Because we have only recently begun our hempSMART operations, and our other ventures are in the development stage or not of yet capitalized, we anticipate our operating expenses will increase prior to earning revenue, and we may never achieve profitability:

The Company launched its first product, hempSMART Brain, in November, 2016. As we continue to conduct research and development of other hempSMART products, we anticipate increases in our operating expenses, without realizing significant revenues from operations. Within the next 12 months, these increases in expenses will be attributed to the cost of (i) administration and start-up costs, (ii) research and development, (iii) advertising and website development, (iv) legal and accounting fees at various stages of operation, (v) joint venture activities, (vi) creating and maintaining distribution and supply chain channels.

As a result of some or all of these factors in combination, the Company will incur significant financial losses in the foreseeable future. There is no history upon which to base any assumption as to the likelihood that the Company will prove successful. We cannot provide investors with any assurance that our business will attract customers and investors. If we are unable to address these risks, there is a high probability that our business will fail.

Failure to raise additional capital to fund operations could harm our business and results of operations:

Our primary source of operating funds from 2015 through the June 30, 2017 quarter end has been from revenue generated from proceeds from the sale of our common stock and the issuance of convertible and other debt.

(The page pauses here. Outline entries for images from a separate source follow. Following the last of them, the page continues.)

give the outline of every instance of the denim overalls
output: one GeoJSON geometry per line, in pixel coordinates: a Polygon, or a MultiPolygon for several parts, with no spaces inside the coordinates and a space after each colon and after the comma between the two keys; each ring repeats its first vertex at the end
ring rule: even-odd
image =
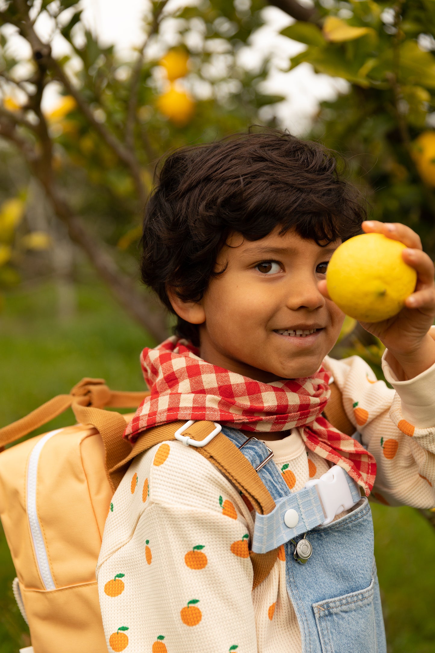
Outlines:
{"type": "MultiPolygon", "coordinates": [[[[235,429],[224,427],[222,432],[237,447],[247,439],[235,429]]],[[[241,451],[254,468],[269,454],[259,440],[241,451]]],[[[275,502],[292,494],[273,460],[258,474],[275,502]]],[[[386,653],[367,499],[361,498],[357,507],[340,519],[309,530],[307,539],[313,552],[305,564],[294,559],[291,541],[284,544],[287,591],[297,617],[303,653],[386,653]]]]}

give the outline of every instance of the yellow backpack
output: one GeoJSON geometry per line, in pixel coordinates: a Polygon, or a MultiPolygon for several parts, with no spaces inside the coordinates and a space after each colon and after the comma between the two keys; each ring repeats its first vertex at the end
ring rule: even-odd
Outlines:
{"type": "MultiPolygon", "coordinates": [[[[328,417],[344,430],[341,397],[333,389],[336,400],[328,406],[335,414],[328,417]]],[[[122,436],[132,415],[102,408],[136,408],[148,394],[114,392],[102,379],[83,379],[70,394],[0,429],[0,518],[17,574],[14,594],[30,629],[33,648],[22,649],[26,653],[107,653],[95,567],[112,497],[133,458],[173,440],[184,422],[148,429],[132,447],[122,436]],[[3,450],[70,407],[78,424],[3,450]]],[[[348,420],[348,426],[353,430],[348,420]]],[[[201,441],[214,429],[213,422],[196,422],[184,435],[201,441]]],[[[196,451],[258,512],[274,509],[254,468],[222,434],[196,451]]],[[[267,576],[277,552],[250,552],[254,587],[267,576]]]]}

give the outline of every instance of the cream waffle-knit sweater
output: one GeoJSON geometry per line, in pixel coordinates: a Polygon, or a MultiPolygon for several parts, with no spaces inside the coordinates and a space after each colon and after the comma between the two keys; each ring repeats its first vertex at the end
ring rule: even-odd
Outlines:
{"type": "MultiPolygon", "coordinates": [[[[435,505],[435,364],[398,381],[386,353],[393,390],[358,357],[327,357],[324,364],[376,458],[372,496],[391,505],[435,505]]],[[[297,429],[267,443],[292,491],[328,469],[297,429]]],[[[97,569],[109,650],[123,627],[127,653],[301,653],[284,549],[252,591],[244,543],[254,513],[205,458],[177,441],[154,447],[134,460],[112,506],[97,569]]]]}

The Company has experienced net losses from operations since inception, but expects these conditions to improve in 2017 and beyond as it develops its business model. The Company has stockholders' deficiencies at December 31, 2016 and requires additional financing to fund future operations. Currently, we do not have any arrangements for financing and can provide no assurance to investors that we will be able to obtain financing when required. No assurance can be given that the Company will obtain access to capital markets in the future or that financing, adequate to satisfy the cash requirements of implementing our business strategies, will be available on acceptable terms. The inability of the Company to gain access to capital markets or obtain acceptable financing could have an adverse effect upon the results of its operations and upon its financial conditions.

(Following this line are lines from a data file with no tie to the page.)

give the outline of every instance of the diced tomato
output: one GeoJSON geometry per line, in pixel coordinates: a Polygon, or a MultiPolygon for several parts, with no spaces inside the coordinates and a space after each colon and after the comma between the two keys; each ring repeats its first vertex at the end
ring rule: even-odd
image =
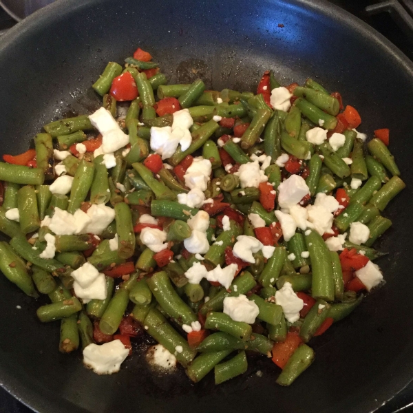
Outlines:
{"type": "Polygon", "coordinates": [[[130,336],[125,335],[123,334],[116,334],[114,336],[114,340],[120,340],[122,344],[125,346],[125,348],[129,350],[129,355],[130,356],[132,354],[132,345],[131,343],[130,336]]]}
{"type": "Polygon", "coordinates": [[[152,60],[152,56],[149,52],[145,52],[140,47],[138,47],[134,53],[134,59],[141,62],[149,62],[152,60]]]}
{"type": "Polygon", "coordinates": [[[250,264],[248,262],[246,262],[243,260],[241,260],[241,258],[235,257],[232,250],[233,248],[231,246],[227,246],[225,248],[225,264],[226,264],[226,265],[236,264],[238,266],[238,270],[235,273],[236,277],[242,271],[243,268],[246,268],[250,264]]]}
{"type": "Polygon", "coordinates": [[[348,122],[348,127],[350,129],[358,127],[361,123],[361,118],[359,112],[352,107],[348,105],[343,112],[346,120],[348,122]]]}
{"type": "Polygon", "coordinates": [[[144,161],[143,165],[153,173],[158,173],[163,168],[162,158],[158,153],[149,155],[144,161]]]}
{"type": "Polygon", "coordinates": [[[286,162],[284,168],[290,173],[298,173],[302,162],[295,156],[290,155],[288,160],[286,162]]]}
{"type": "Polygon", "coordinates": [[[209,332],[207,330],[200,330],[199,331],[191,331],[188,333],[188,344],[191,348],[196,348],[208,336],[209,332]]]}
{"type": "Polygon", "coordinates": [[[34,149],[29,149],[20,155],[3,155],[3,159],[7,163],[11,163],[15,165],[25,165],[28,162],[32,160],[36,156],[34,149]]]}
{"type": "Polygon", "coordinates": [[[136,224],[136,225],[134,226],[134,232],[136,233],[140,233],[144,228],[155,228],[160,231],[163,230],[163,228],[160,225],[156,225],[155,224],[136,224]]]}
{"type": "Polygon", "coordinates": [[[249,123],[245,123],[234,126],[234,136],[235,138],[241,138],[249,125],[249,123]]]}
{"type": "Polygon", "coordinates": [[[297,291],[296,294],[297,297],[298,297],[298,298],[301,298],[304,302],[304,306],[299,312],[299,316],[301,318],[304,318],[306,315],[308,314],[308,311],[311,310],[311,307],[315,304],[315,299],[314,299],[311,295],[308,295],[302,291],[297,291]]]}
{"type": "Polygon", "coordinates": [[[258,187],[260,189],[260,202],[266,211],[273,211],[275,207],[275,198],[277,193],[271,184],[261,182],[258,187]]]}
{"type": "Polygon", "coordinates": [[[273,233],[273,238],[274,240],[274,244],[278,245],[278,242],[282,237],[282,229],[281,229],[281,224],[279,222],[273,222],[270,225],[270,229],[273,233]]]}
{"type": "Polygon", "coordinates": [[[145,70],[142,70],[142,72],[147,75],[147,79],[150,79],[159,72],[159,68],[153,67],[153,69],[145,69],[145,70]]]}
{"type": "Polygon", "coordinates": [[[156,103],[156,109],[158,116],[163,116],[180,110],[180,105],[176,98],[165,98],[156,103]]]}
{"type": "Polygon", "coordinates": [[[273,347],[273,361],[283,369],[293,353],[303,342],[297,332],[287,332],[285,341],[275,343],[273,347]]]}
{"type": "Polygon", "coordinates": [[[139,323],[130,315],[123,316],[119,324],[119,332],[123,335],[129,335],[132,337],[137,337],[143,334],[143,330],[139,323]]]}
{"type": "Polygon", "coordinates": [[[172,258],[173,258],[173,253],[169,249],[159,251],[153,255],[153,260],[156,261],[158,266],[160,267],[165,266],[165,265],[169,264],[172,258]]]}
{"type": "MultiPolygon", "coordinates": [[[[102,135],[99,134],[93,139],[83,140],[82,143],[86,147],[87,152],[94,152],[102,145],[102,135]]],[[[69,149],[74,155],[78,155],[78,152],[76,149],[76,144],[72,145],[69,149]]]]}
{"type": "Polygon", "coordinates": [[[374,136],[377,139],[380,139],[385,146],[389,146],[389,136],[390,131],[387,129],[376,129],[374,131],[374,136]]]}
{"type": "Polygon", "coordinates": [[[343,106],[343,98],[341,97],[341,94],[338,92],[333,92],[330,96],[335,98],[339,101],[339,103],[340,104],[340,110],[343,110],[344,107],[343,106]]]}
{"type": "Polygon", "coordinates": [[[114,79],[109,93],[118,102],[133,100],[139,94],[135,79],[129,72],[114,79]]]}
{"type": "Polygon", "coordinates": [[[274,245],[274,238],[273,233],[268,226],[261,226],[260,228],[254,229],[254,233],[258,241],[264,245],[274,245]]]}
{"type": "Polygon", "coordinates": [[[348,251],[346,248],[340,254],[340,263],[343,270],[354,270],[357,271],[366,266],[369,259],[366,255],[357,253],[355,248],[348,251]]]}
{"type": "Polygon", "coordinates": [[[328,317],[324,321],[323,324],[317,329],[317,331],[314,333],[314,337],[321,335],[324,334],[327,330],[328,330],[334,323],[334,319],[330,317],[328,317]]]}
{"type": "Polygon", "coordinates": [[[119,264],[113,268],[109,267],[107,270],[102,271],[105,275],[112,278],[120,278],[123,275],[131,274],[135,272],[135,264],[133,262],[124,262],[119,264]]]}
{"type": "Polygon", "coordinates": [[[235,123],[235,118],[222,118],[221,120],[220,120],[220,126],[222,126],[222,127],[226,127],[228,129],[232,129],[234,127],[235,123]]]}
{"type": "Polygon", "coordinates": [[[93,323],[93,339],[100,344],[113,341],[114,336],[103,333],[99,328],[99,320],[95,320],[93,323]]]}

Marijuana, Cannabis and CBD are illegal under federal law:

Marijuana, cannabis and CBD are Schedule 1 controlled substances and are illegal under federal law, specifically the Controlled Substances Act (21 U.S.C. § 811). Even in states that have legalized the use of marijuana, its sale and use remain violations of federal law. The illegality of marijuana under federal law preempts state laws that legalize its use. Therefore, strict enforcement of federal law regarding marijuana would likely result in our inability to proceed with our business plan.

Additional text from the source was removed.